Wild Geese Flying Model
- The pattern of entry, rise, survival, and the relative decline of countries in the export market for Network Products follows the “wild-geese flying model”.
- This process started with Japan which later moved to South Korea, Taiwan and China and so on.
- Japanese Companies (like Sony) first started to assemble Cameras, TVs, Walkman etc. When labour costs rose, they shifted their manufacturing to South Korea.
- Then South Korean Companies like Samsung and LG grew in the export of Network Products. After some time, due to cost issues, they outsourced their manufacturing to China and Taiwan.
- Hence, Network Goods assembly will continue to move from more advanced countries to less advanced countries. (CLICK HERE)
- Economic Survey believes that while Japan is in a declining stage, most countries, including China, have reached the inflexion point. India is at the right stage to take the place of China in the assembly of Network Products, thus providing us sufficient opportunity to grab.
Why India should focus on Network Products and Assemble in India?
- MNCs are moving away from China due to the trade war between China and US, along with rising wages in China. Hence, India should grab the opportunity to shift a large chunk of Assembly Lines from China to India.
- Network Products accounted for nearly 30 per cent of world exports in 2018. Although India has much potential, India lags in exporting Network Products. In 2018, Network Products exports accounted for 10% of India’s export basket, while these products accounted for about 50% of China, Japan, and Korea’s total national exports.
- Economic Survey (2020) suggests that by integrating “Assemble in India for the world” into Make in India, India can raise its export market share to about 3.5% by 2025 and 6% by 2030. In the process, India would create nearly 4 crore well-paid jobs by 2025 and about 8 crores by 2030.

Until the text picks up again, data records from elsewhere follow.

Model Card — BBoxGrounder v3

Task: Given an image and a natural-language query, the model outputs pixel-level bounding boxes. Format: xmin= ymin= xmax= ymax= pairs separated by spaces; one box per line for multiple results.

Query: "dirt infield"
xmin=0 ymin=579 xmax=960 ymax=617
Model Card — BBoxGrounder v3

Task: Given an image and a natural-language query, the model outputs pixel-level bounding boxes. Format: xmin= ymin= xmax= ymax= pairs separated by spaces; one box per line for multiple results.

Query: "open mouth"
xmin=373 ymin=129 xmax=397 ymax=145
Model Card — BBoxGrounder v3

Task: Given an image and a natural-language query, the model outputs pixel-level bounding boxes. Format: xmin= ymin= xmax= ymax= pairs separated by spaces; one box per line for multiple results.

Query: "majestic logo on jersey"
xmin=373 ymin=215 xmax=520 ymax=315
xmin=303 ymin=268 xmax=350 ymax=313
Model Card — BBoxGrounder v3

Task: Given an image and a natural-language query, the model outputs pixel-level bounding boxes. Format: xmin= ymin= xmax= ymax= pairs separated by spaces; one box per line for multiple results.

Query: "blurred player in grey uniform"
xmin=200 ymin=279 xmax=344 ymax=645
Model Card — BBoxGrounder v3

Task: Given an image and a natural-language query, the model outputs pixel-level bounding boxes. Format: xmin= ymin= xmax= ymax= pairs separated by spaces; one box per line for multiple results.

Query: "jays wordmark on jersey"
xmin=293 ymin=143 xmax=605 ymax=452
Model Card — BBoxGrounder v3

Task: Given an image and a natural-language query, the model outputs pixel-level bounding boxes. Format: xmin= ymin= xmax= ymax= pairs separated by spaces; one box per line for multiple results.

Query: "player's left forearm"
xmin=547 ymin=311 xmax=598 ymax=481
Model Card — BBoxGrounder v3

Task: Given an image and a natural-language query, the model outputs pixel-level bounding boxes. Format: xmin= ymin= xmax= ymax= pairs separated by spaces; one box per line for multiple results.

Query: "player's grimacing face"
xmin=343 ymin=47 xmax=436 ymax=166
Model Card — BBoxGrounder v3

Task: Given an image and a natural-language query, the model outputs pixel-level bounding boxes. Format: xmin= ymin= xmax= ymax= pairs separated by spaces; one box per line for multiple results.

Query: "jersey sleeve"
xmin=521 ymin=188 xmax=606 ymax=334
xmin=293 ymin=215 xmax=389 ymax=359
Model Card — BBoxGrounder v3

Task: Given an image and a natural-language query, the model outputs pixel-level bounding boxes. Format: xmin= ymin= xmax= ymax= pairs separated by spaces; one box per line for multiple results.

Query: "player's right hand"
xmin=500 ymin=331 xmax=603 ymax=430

- To attract MNCs to Assemble in India, India needs to
- Reform Taxation laws
- Reform Labour Laws
- Skill training of workers and mid-level supervisors.
- Invest heavily in infrastructure and create world-class roads, railways and ports.
- Sign a large number of Free Trade Agreements so that India becomes part of Global Value Chains
- While the short to medium-term objective is the large scale expansion of assembly activities by making use of imported parts & components, the long term objective should be giving a boost to domestic production of parts & components (and create global giants like Samsung developed in Korea and Xiaomi, Huawei etc. developed in China).